La proliferación de coches movidos por sistemas de hibridación es algo que está a la orden del día. Lo mismo se puede decir de la tecnología. Es algo que interesa a todos los usuarios, mujeres incluidas, por cuanto mejoran los sistemas de seguridad y ayudan a la conducción. Ahora no es nada infrecuente que una clienta le pregunte al vendedor por estas cuestiones ni tampoco por lo que concierne a los sistemas de conectividad y todo aquello que pueden hacer más placentera la conducción de un coche.

Bingo, otra coincidencia. “La tecnología no les preocupa tanto”, explica Telva. “Una de las sorpresas me la llevé al preguntar sobre el equipamiento tecnológico o motores. No hablaba con apasionadas del motor pero pronto supieron que me refería a las pantallas y las diferentes opciones mecánicas de hoy en día. Sobre lo primero dieron pocas pistas, valorando la compatibilidad con su smartphone por encima de cualquier servicio conectado que les permita saber estado del coche, localización e incluso abrirlo o cerrarlo. También fueron conscientes de que, una vez lo tuvieran, se acostumbrarían y no querrían vivir sin ello.
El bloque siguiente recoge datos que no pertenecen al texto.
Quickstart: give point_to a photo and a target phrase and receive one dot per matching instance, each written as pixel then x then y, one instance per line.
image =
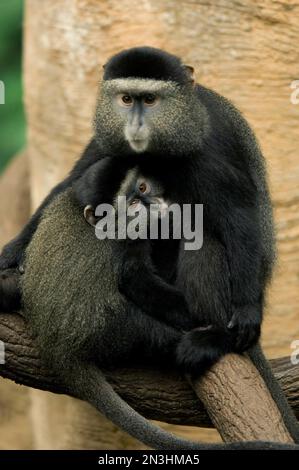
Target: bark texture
pixel 234 394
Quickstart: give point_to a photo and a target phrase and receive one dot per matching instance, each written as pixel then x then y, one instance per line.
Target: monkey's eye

En cuanto a la fuerza de la propulsión las respuestas fueron de lo más variopintas, desde la que no quería potencia por miedo hasta la que prefería “burro grande ande o no ande”. Sí compartían la urgencia porque fuera cambio automático, principalmente por su poca costumbre al volante. En ese punto entró el debate: ¿Siguen conduciendo más ellos en caso de ser una pareja o familia heteronormativa? A pesar de ser mujeres formadas e independientes, la caja sobre automoción deciden dejarla a cargo del género masculino exceptuando algunas pocas entendidas. Otro tema que daría para un artículo ¿No os parece?”